• U.S.

Music: Postponed Cradle

3 minute read
TIME

Eight hundred and fifty grumbling New Yorkers crowded the sidewalk outside the Maxine Elliott Theatre one night last week. Inside actors and singers were telephoning anyone they could think of who might help them get permission from the U. S. Government to open the theatre and put on one of the most ambitious productions the WPA has attempted. Permission never came.

The Cradle Will Rock is an artistically and politically radical opera which has been in rehearsal two months. Because it had been written by talented composer Marc Blitzstein, directed by prodigious, 22-year-old Orson Welles and mounted with singular care and beauty, 18,000 people had bought tickets for the performances supposed to begin last week. When at the last minute the Federal Theatre cut down on its activity by postponing all openings beyond July 1, liberals like Archibald MacLeish, Sidney Howard, Lewis Mumford begged the Administration to make an exception for The Cradle Will Rock. At 8:30 p.m. on opening night it was fairly apparent that an exception would not be made, so a little man stepped up and offered to take everybody over to his theatre, the Venice, 20 blocks away. It required John Houseman only a minute to invite the crowd to an emergency performance. There would not be the 28-piece orchestra that Conductor Lehman Engel had spent six weeks rehearsing, only Composer Blitzstein and his piano. People who preferred to get their money back might do so. Only one man applied. Under similarly shabby circumstances Clifford Odets’ Waiting For Lefty was first shown. Not since then, in the opinion of most of the audience, had Manhattan seen a show so exciting.

The Cradle Will Rock reports, with controlled and eloquent class hatred, a steel strike. Mr. Mister is the mill owner. He corrupts a doctor, bulldozes an editor, terrorizes a college president and arranges for the assassination of a labor organizer.
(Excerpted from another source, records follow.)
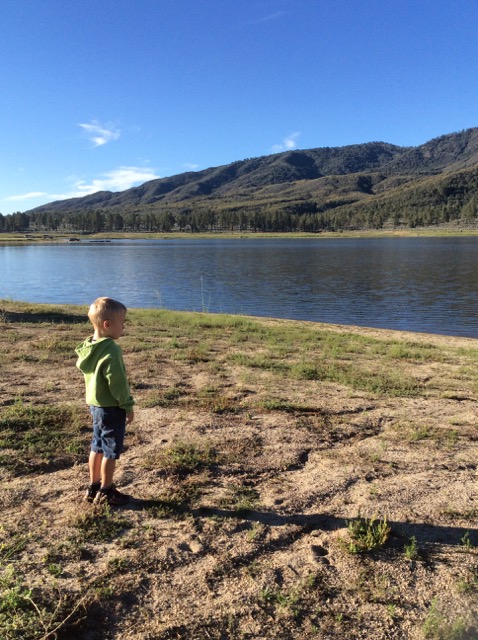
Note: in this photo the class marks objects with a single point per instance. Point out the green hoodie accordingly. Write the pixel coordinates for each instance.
(105, 375)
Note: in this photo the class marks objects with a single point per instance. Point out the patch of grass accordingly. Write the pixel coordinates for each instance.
(34, 613)
(281, 599)
(39, 437)
(366, 535)
(213, 400)
(166, 398)
(100, 524)
(12, 543)
(241, 498)
(276, 404)
(173, 504)
(182, 458)
(437, 627)
(411, 549)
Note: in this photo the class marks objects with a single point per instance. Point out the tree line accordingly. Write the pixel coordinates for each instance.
(411, 209)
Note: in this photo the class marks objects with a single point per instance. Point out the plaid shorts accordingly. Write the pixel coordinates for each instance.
(109, 426)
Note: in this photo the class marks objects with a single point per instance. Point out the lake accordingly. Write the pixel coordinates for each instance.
(416, 284)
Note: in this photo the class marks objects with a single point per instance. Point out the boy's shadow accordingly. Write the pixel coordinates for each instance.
(421, 531)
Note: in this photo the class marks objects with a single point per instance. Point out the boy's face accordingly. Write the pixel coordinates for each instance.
(114, 328)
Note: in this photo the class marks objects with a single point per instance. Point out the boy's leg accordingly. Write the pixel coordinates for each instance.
(107, 472)
(95, 462)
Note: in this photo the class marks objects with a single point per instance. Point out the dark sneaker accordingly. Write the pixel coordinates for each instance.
(91, 492)
(112, 496)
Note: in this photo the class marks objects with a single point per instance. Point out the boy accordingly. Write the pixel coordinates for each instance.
(108, 395)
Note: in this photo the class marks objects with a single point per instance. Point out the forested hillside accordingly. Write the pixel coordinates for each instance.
(353, 187)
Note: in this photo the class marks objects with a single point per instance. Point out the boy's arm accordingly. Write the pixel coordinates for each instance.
(115, 374)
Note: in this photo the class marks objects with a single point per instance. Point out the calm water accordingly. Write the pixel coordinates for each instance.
(417, 284)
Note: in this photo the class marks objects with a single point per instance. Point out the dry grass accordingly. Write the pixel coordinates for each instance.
(291, 480)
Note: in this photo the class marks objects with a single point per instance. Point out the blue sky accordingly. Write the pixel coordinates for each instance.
(107, 94)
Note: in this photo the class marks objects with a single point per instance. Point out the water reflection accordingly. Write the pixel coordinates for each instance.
(418, 284)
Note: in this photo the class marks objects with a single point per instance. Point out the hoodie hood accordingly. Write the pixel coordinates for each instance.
(90, 353)
(102, 365)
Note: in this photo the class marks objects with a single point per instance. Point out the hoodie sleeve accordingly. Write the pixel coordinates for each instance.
(115, 373)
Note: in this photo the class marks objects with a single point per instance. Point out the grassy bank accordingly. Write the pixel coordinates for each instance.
(290, 480)
(446, 230)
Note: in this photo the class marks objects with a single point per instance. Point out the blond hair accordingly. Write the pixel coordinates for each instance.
(104, 309)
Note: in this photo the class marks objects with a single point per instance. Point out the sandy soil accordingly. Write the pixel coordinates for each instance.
(258, 546)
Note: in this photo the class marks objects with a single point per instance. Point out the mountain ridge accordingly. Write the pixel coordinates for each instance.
(438, 177)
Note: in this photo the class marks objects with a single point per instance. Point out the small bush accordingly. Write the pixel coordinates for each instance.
(367, 535)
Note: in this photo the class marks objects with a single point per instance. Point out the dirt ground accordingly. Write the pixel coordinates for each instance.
(253, 538)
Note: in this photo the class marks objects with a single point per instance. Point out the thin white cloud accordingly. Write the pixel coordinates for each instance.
(118, 179)
(99, 134)
(269, 18)
(25, 196)
(289, 142)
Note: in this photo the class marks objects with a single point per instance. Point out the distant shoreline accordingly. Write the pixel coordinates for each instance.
(426, 232)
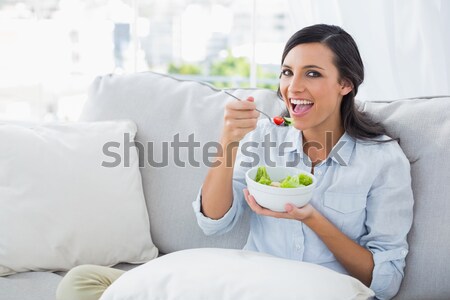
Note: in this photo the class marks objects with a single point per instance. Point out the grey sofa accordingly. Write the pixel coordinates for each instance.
(163, 107)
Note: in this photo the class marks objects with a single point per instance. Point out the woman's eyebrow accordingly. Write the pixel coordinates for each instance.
(312, 66)
(304, 67)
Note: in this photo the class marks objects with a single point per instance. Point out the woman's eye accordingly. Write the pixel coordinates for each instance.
(286, 72)
(313, 74)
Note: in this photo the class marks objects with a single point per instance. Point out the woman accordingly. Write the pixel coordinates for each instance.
(361, 211)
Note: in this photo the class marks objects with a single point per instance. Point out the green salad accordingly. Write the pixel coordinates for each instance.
(288, 182)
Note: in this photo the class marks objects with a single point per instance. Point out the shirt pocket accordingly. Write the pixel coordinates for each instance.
(347, 211)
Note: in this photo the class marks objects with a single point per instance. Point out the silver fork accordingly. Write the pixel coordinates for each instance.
(268, 117)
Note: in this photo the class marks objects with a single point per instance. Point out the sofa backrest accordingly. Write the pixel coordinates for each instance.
(164, 107)
(423, 126)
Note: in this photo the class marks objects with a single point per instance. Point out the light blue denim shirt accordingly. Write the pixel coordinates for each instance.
(363, 188)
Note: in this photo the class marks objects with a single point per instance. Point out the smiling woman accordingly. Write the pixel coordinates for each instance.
(346, 232)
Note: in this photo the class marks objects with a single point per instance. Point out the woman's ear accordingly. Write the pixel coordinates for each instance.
(346, 87)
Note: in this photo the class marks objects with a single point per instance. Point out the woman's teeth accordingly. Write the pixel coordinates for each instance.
(302, 102)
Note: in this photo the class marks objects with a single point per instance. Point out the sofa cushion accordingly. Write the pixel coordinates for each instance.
(61, 207)
(29, 286)
(237, 274)
(423, 126)
(166, 109)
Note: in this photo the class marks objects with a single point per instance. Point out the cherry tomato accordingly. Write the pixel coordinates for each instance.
(278, 120)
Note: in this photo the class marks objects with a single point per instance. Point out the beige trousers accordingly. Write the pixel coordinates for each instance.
(86, 282)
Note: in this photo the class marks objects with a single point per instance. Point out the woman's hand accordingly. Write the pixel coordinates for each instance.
(292, 212)
(240, 118)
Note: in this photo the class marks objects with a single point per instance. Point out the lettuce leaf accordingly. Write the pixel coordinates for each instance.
(262, 176)
(304, 179)
(290, 182)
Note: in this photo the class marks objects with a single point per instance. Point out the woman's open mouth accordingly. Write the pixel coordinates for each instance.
(300, 107)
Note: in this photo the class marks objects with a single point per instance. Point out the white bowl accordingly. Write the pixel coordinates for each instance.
(275, 198)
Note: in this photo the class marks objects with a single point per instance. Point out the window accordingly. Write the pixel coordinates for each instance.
(50, 51)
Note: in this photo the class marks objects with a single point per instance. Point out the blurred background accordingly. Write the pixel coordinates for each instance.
(51, 50)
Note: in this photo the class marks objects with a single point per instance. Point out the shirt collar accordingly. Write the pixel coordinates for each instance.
(341, 152)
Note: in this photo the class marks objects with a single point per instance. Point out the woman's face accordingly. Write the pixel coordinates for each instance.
(311, 89)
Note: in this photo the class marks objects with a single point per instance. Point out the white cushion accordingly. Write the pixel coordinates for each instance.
(165, 110)
(59, 207)
(232, 274)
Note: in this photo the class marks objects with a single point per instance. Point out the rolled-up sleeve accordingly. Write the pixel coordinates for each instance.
(242, 164)
(226, 223)
(389, 219)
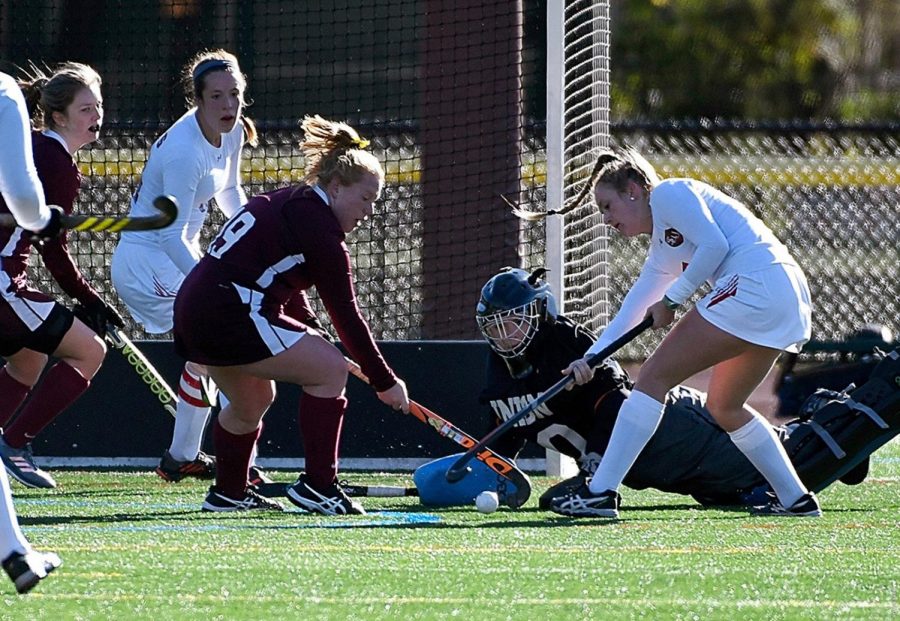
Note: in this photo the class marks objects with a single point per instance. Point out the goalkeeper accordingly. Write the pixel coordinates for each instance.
(689, 453)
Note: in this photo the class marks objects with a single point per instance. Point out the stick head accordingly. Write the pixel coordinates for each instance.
(167, 206)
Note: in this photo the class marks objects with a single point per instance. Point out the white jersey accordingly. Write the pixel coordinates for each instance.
(182, 163)
(699, 235)
(148, 267)
(19, 182)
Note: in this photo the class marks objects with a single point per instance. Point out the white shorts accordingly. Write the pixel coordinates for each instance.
(770, 307)
(147, 281)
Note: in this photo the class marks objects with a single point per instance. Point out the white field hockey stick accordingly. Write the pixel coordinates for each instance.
(144, 368)
(168, 211)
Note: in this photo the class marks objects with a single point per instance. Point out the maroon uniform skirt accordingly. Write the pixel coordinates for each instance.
(220, 323)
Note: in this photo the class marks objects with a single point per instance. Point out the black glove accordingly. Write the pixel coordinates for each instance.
(97, 315)
(54, 226)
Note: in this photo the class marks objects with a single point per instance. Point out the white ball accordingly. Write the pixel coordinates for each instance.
(487, 502)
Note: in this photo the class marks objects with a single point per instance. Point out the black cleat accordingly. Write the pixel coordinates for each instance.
(201, 467)
(582, 502)
(256, 476)
(26, 570)
(806, 506)
(330, 501)
(217, 502)
(19, 463)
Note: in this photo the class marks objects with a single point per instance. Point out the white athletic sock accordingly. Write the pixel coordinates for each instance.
(758, 442)
(11, 537)
(638, 419)
(191, 416)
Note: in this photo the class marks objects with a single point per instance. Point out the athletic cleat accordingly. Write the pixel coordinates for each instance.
(217, 502)
(256, 476)
(561, 489)
(331, 501)
(26, 570)
(582, 502)
(20, 466)
(172, 470)
(806, 506)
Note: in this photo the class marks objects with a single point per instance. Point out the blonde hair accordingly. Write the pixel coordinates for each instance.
(46, 94)
(334, 150)
(193, 80)
(615, 167)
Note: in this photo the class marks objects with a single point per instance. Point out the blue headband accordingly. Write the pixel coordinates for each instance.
(210, 64)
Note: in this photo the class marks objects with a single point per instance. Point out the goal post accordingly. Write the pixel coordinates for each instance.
(577, 127)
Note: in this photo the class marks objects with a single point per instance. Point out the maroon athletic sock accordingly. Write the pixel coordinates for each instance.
(232, 459)
(320, 424)
(61, 386)
(13, 394)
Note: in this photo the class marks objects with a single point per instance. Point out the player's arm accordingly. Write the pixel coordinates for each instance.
(646, 290)
(232, 197)
(19, 181)
(181, 177)
(56, 174)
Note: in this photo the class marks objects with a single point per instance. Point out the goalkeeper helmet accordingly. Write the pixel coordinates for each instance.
(512, 307)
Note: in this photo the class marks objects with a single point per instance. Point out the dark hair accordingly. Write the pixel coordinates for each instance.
(46, 94)
(335, 150)
(193, 80)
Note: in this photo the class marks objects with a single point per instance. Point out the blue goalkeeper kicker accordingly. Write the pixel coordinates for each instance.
(460, 469)
(435, 491)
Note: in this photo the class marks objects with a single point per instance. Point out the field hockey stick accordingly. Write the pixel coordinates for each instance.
(168, 211)
(492, 460)
(143, 367)
(279, 490)
(459, 469)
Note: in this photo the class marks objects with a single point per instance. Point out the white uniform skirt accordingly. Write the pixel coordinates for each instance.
(770, 307)
(147, 281)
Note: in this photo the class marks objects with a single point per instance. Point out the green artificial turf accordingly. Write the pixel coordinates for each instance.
(136, 548)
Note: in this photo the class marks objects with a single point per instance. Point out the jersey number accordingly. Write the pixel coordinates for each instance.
(234, 229)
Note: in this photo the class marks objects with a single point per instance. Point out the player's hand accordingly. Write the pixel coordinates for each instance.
(53, 228)
(581, 371)
(662, 315)
(97, 315)
(396, 397)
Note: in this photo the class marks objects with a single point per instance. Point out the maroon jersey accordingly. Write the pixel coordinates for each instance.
(283, 242)
(61, 179)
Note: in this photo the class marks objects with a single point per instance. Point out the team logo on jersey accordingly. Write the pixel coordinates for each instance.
(674, 238)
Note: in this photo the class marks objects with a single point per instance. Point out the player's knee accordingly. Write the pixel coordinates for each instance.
(250, 406)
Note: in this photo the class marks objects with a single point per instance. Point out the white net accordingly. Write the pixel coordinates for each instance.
(577, 126)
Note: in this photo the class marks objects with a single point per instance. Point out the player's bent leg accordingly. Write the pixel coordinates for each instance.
(235, 433)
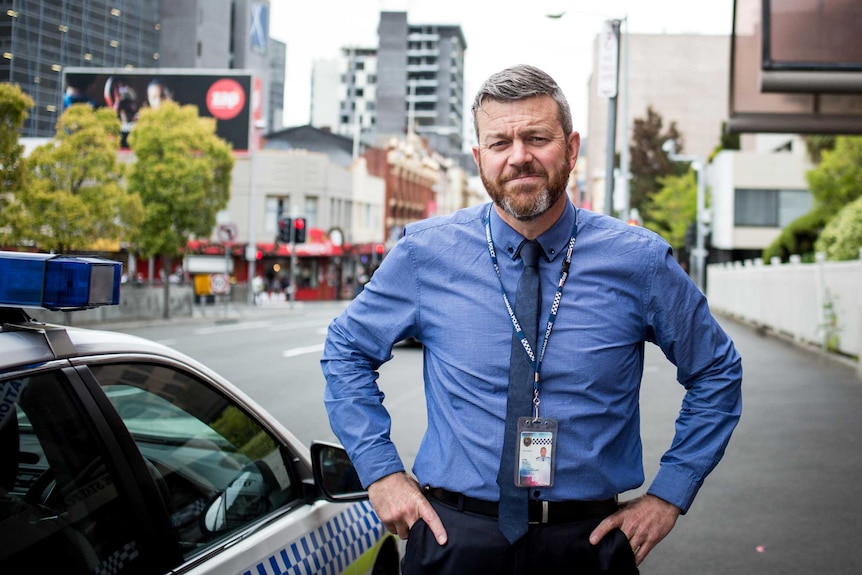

Mrs. Mister gives a clergyman his weekly dole and tells him what to say in his sermons. She keeps a painter and a musician on her string. The two sing a song which goes:

There’s something so damned low about the rich.

They’re fantastic, they’re farfetched, they’re just funny.

President Frank Gillmore of Actors’ Equity had forbidden Equity members of the cast to take part in the unsanctioned production. Singers got around Gillmore’s rule by singing their lines from the audience. A Negro chorus gave tongue beautifully from the back of the house. Somebody in a box helped out with an accordion and for an hour and a half people felt something of that sympathetic union with the actors that directors dream about. When the opera ended, three Broadway producers rushed backstage to angle for a contract. None was signed, but a hastily assembled committee raised $2,205, enough to assure the opera a two-week run.

In his ingenious mélange of recitative and revue-patter songs, suites, chorales, arias, Silly Symphony bits and lullaby music, Blitzstein exhibited the extraordinary technical control that made Arnold Schönberg regard him as his most talented U. S. pupil. Born 32 years ago in Philadelphia, Blitzstein studied at Curtis, with Nadia Boulanger in Paris, under Schönberg in Berlin. Blitzstein used to write for Querschnitt, the famed Berlin journal. He is U. S. correspondent for the Revue Musicale of Paris, has played piano solos with the Philadelphia Orchestra, heard them play for the world première of his little opera Triple-Sec which was later incorporated in the Garrick Gaieties of 1930.